UMAP (Uniform Manifold Approximation and Projection) is a dimensionality reduction method based on reducing the cross-entropy between two fuzzy sets. The UMAP paper goes into some detail on the theory, but not into algorithmic specifics. From the point of view of the nuts and bolts of the computation, you can work out a fair amount from the source code. To take a broad view, it’s definitely in the t-SNE family of dimensionality reduction, but with a different theoretical underpinning, and the implementation itself is similar to LargeVis in how it scales to large datasets.

More details on the cost function and resulting gradient can be read on the theory page. What makes UMAP (and LargeVis) of specific interest is that, unlike t-SNE, it doesn’t require normalization in the output step to convert affinities to probabilities. This is in fact the key to its superior scaling to very large datasets, compared to Barnes-Hut t-SNE.

The reason that this lack of normalization is important is because normalization has been suggested as being one of the properties that leads to the superior performance of t-SNE over other methods (see, for example, this perspective by Lee and Verleysen). It’s important to note that normalization is still carried out on the input affinity matrix in UMAP, although in a slightly different way to the perplexity-based calibration used in t-SNE. Another difference is that while the input matrix is symmetrized, the final normalization step used in t-SNE (division by the grand total of the matrix so all the “probabilities” sum to 1) is not carried out in UMAP.

Variations on UMAP

t-UMAP

The UMAP gradient contains some extra terms compared to the t-SNE version that make it more expensive to calculate. But we can simplify matters considerably by adopting the t-SNE weighting function: the Cauchy distribution, which arises naturally in UMAP by setting the a and b parameters of its weighting function to 1.

The gradient for t-UMAP is therefore:

\[ \frac{\partial C_{t-UMAP}}{\partial \mathbf{y_i}} = 4\sum_j^N \left( v_{ij} - w_{ij} \right) \frac{1}{d_{ij}^2} \left(\mathbf{y_i - y_j}\right) \] which can also be written as:

\[ \frac{\partial C_{t-UMAP}}{\partial \mathbf{y_i}} = 4\sum_j^N \left( v_{ij} - w_{ij} \right) \frac{w_{ij}}{1 - w_{ij}} \left(\mathbf{y_i - y_j}\right) \]

Normalized t-UMAP

A further modification of t-UMAP, that normalizes both the input and output affinities in the style of t-SNE. I have no theoretical justification for doing this, but I was curious to see the effect of normalization on both the results and the ease of optimization was.

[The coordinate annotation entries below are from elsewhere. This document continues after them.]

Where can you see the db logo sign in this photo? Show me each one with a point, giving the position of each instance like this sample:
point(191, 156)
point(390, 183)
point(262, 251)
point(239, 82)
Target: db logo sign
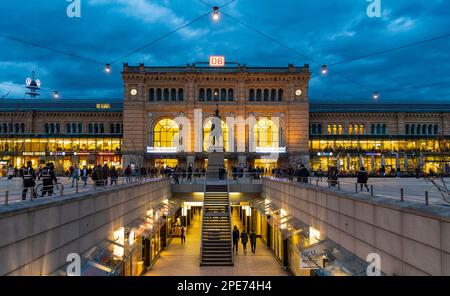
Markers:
point(216, 61)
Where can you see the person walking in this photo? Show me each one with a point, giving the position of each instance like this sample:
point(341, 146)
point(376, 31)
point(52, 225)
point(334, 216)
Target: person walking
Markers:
point(252, 237)
point(48, 180)
point(128, 174)
point(84, 175)
point(362, 178)
point(235, 238)
point(113, 175)
point(183, 235)
point(244, 240)
point(75, 174)
point(28, 176)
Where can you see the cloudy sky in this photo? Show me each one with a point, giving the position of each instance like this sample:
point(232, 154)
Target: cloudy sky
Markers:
point(320, 32)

The gradient for normalized t-UMAP is:

\[ \frac{\partial C_{nt-UMAP}}{\partial \mathbf{y_i}} = 4\sum_j^N \left( \frac{p_{ij} - q_{ij}}{1 - q_{ij}} + \sum_{kl} \frac{p_{kl} - q_{kl}}{1 - q_{kl}} q_{ij} \right) w_{ij} \left(\mathbf{y_i - y_j}\right) \]

I’m sure there’s a nicer or clearer or more efficient way to express that, but I wasn’t motivated to find it.

Datasets

See the Datasets page.

Settings

The gr_eps parameter was set to 0.1, the value used in LargeVis, which gives slightly better results than the Python UMAP reference implementation value of 0.001. In smallvis, both the LargeVis and UMAP methods use gr_eps = 0.1 as defaults, but I’m setting it explicitly below in the example code below to avoid ambiguity.

Smaller values of gr_eps, while preferable for making the gradient more accurate, cause rather erratic behavior in optimization, with lots of tight, small clusters forming, which take a large number of iterations to coalesce, and the results are rarely different from using gr_eps = 0.1. As a brief test, I took the iris and s1k datasets and ran with gr_eps = 0.1 to convergence. Then I starting a second UMAP run with gr_eps = 0.001, gr_eps = 1e-10 or gr_eps = .Machine$double.eps, initialized with the final coordinates of the gr_eps = 0.1 run. In all cases, I saw barely perceptible changes to the coordinates and only a small change to the gradient norm and cost. While this is hardly conclusive proof, it’s reasonable to proceed with gr_eps = 0.1.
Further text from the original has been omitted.